Conditions météorologiques de vol aux instruments

Il y aurait eu une couverture nuageuse au loin vers la mer à une altitude inférieure à celle de l'avion qui s'approchait de l'aéroport de Halifax à partir du nord-ouest. Cette couverture aurait obscurci l'horizon au loin et assombri la nuit. De même, au moment où le vol SR 111 se dirigeait vers l'océan, il aurait fait noir sur la mer en raison de la couverture nuageuse, de la brume et de l'absence de lumière en surface.

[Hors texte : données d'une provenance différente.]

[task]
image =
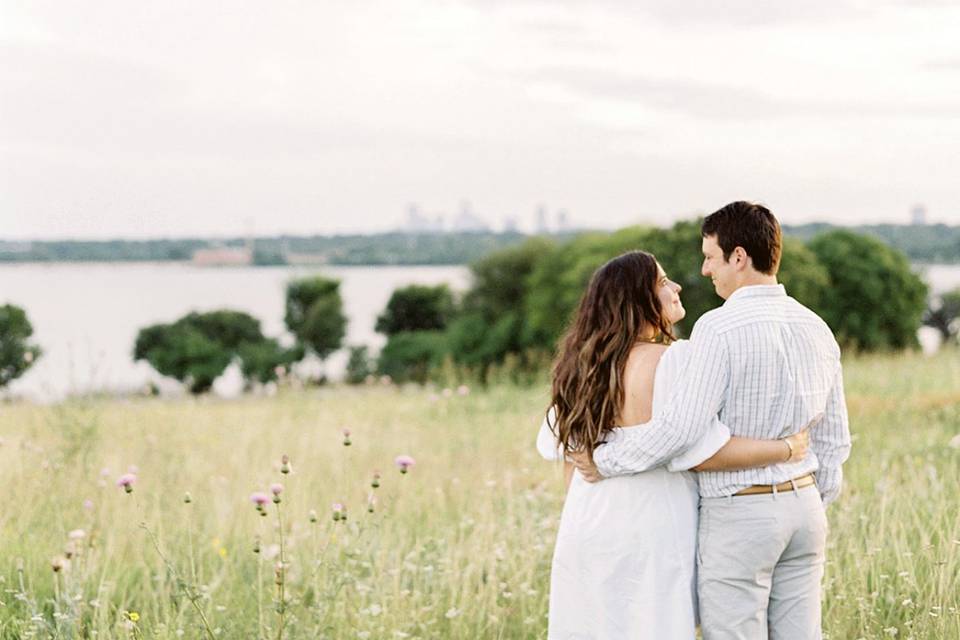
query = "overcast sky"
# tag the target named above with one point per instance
(174, 118)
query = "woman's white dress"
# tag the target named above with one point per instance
(624, 566)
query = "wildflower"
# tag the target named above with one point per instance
(276, 489)
(339, 512)
(59, 563)
(126, 481)
(271, 552)
(404, 462)
(259, 499)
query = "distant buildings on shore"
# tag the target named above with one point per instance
(222, 257)
(467, 220)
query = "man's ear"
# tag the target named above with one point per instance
(740, 258)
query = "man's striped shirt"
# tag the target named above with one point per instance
(768, 366)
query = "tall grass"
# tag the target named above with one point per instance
(459, 547)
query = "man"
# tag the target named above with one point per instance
(768, 366)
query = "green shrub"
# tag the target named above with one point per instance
(17, 354)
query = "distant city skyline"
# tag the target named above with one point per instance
(181, 119)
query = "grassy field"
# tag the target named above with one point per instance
(458, 547)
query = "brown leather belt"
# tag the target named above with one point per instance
(799, 483)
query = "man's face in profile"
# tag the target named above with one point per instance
(715, 267)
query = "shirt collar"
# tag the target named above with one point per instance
(758, 291)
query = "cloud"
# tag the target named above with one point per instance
(718, 101)
(696, 13)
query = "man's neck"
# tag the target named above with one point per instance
(754, 279)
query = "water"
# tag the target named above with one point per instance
(86, 316)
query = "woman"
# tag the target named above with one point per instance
(624, 565)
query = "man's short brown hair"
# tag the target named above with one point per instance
(747, 225)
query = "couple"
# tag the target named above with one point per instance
(634, 553)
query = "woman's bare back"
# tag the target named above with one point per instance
(638, 377)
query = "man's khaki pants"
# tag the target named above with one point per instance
(760, 560)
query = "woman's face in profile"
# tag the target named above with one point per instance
(668, 292)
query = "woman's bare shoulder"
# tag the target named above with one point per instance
(644, 358)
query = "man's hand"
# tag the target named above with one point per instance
(583, 461)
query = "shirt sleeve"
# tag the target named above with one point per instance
(716, 436)
(693, 407)
(830, 442)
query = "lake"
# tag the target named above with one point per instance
(86, 316)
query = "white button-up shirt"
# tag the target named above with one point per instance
(767, 366)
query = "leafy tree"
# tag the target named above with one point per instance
(197, 348)
(944, 315)
(874, 300)
(182, 351)
(416, 308)
(16, 353)
(802, 274)
(359, 365)
(314, 314)
(493, 319)
(410, 355)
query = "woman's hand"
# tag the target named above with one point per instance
(797, 445)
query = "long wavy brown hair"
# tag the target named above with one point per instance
(620, 303)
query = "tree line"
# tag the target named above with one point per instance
(516, 308)
(522, 298)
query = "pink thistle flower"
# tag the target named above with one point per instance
(404, 463)
(276, 489)
(259, 499)
(126, 481)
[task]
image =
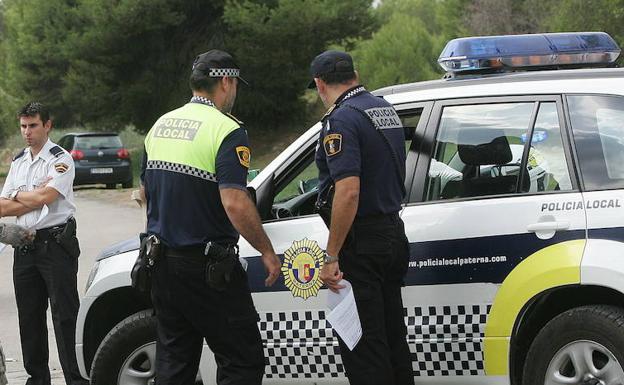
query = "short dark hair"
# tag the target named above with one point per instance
(32, 109)
(338, 77)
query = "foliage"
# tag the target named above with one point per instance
(132, 58)
(275, 42)
(107, 65)
(407, 45)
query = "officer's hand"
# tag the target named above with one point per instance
(16, 235)
(331, 275)
(272, 265)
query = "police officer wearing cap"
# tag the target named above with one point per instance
(361, 161)
(38, 190)
(195, 177)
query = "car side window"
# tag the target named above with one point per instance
(546, 163)
(297, 196)
(484, 149)
(598, 129)
(477, 150)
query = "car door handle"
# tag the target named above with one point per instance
(548, 226)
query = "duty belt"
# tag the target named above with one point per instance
(199, 251)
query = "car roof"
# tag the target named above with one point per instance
(596, 80)
(91, 134)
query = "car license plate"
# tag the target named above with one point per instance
(107, 170)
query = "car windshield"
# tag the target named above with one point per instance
(97, 142)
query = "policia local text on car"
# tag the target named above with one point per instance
(197, 204)
(361, 161)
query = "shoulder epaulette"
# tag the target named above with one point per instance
(19, 154)
(56, 151)
(234, 118)
(329, 111)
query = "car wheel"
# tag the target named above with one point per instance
(127, 354)
(583, 346)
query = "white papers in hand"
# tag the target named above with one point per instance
(343, 317)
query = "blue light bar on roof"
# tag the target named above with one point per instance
(498, 53)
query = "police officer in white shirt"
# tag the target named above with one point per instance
(38, 191)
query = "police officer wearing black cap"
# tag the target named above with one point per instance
(194, 179)
(361, 161)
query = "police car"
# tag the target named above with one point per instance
(515, 216)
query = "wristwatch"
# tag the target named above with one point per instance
(329, 259)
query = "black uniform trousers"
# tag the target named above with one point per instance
(41, 272)
(374, 259)
(189, 311)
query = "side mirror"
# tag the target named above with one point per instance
(264, 197)
(252, 174)
(252, 194)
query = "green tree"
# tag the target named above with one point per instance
(275, 41)
(411, 37)
(34, 60)
(131, 59)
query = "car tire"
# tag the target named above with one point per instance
(126, 355)
(584, 345)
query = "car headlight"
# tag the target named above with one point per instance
(92, 275)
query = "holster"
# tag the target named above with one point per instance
(67, 239)
(149, 254)
(220, 266)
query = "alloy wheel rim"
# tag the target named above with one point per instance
(584, 362)
(140, 366)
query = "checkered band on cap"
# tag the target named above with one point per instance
(354, 92)
(181, 169)
(202, 100)
(221, 72)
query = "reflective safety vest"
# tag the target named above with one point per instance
(190, 136)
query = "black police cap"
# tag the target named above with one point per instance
(216, 63)
(331, 61)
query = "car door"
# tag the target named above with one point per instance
(488, 192)
(300, 345)
(596, 122)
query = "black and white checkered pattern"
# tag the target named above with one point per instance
(202, 100)
(300, 344)
(221, 72)
(443, 340)
(182, 169)
(353, 92)
(447, 340)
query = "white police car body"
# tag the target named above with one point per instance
(516, 272)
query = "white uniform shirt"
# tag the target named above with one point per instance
(27, 173)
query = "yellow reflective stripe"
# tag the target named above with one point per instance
(190, 135)
(553, 266)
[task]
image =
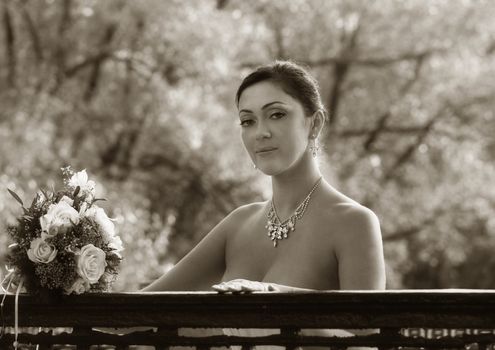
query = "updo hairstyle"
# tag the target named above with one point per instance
(293, 79)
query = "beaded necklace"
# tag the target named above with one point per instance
(278, 230)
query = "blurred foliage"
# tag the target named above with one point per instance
(140, 93)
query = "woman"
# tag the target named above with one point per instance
(309, 235)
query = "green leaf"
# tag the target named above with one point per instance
(17, 198)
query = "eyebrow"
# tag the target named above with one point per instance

[1]    L'équipage de conduite de SR 111 a aussi reçu un METAR pour CYHZ de l'équipage d'un autre appareil; ce message a été identifié comme le METAR de 3 h. Toutefois, les observations du METAR de 3 h n'avaient pas été faites à ce moment-là, mais l'information transmise à l'équipage de SR 111 était la même que celle du METAR de 0 h.

[2]    Un orage est classé comme violent lorsqu'il présente un ou plusieurs des phénomènes suivants :
- de la grêle dont les grêlons ont un diamètre d'au moins 3/4 de pouce;
- des rafales de vent supérieures à 50 nœuds;
- une tornade.

[3]    dBZ est une « unité » adimensionnelle de réflectivité radar qui représente un rapport logarithmique de puissance exprimé en décibels (dB), par rapport au facteur de réflectivité radar Z. La valeur de Z dépend de la quantité d'énergie du faisceau radar rétrodiffusée par un objectif, laquelle est détectée comme un signal ou un écho. Ainsi, plus les valeurs de Z et de dBZ sont élevées, plus l'énergie rétrodiffusée par l'objectif est grande. En général, la quantité d'énergie rétrodiffusée est associée à l'intensité des précipitations, de sorte que des valeurs de dBZ élevées indiquent habituellement des zones où les précipitations sont fortes.

[4]    Programme de recherche de la NASA sur les dangers liés aux tempêtes (1980–1986).

[5]    Studying Aircraft Lightning Strikes, P. Lalonde, A. Bondiou-Clergerie et P. Laroche. Programme européen FULMEN.

[6]    Les données sur la foudre ont été fournies par Global Atmospherics Inc.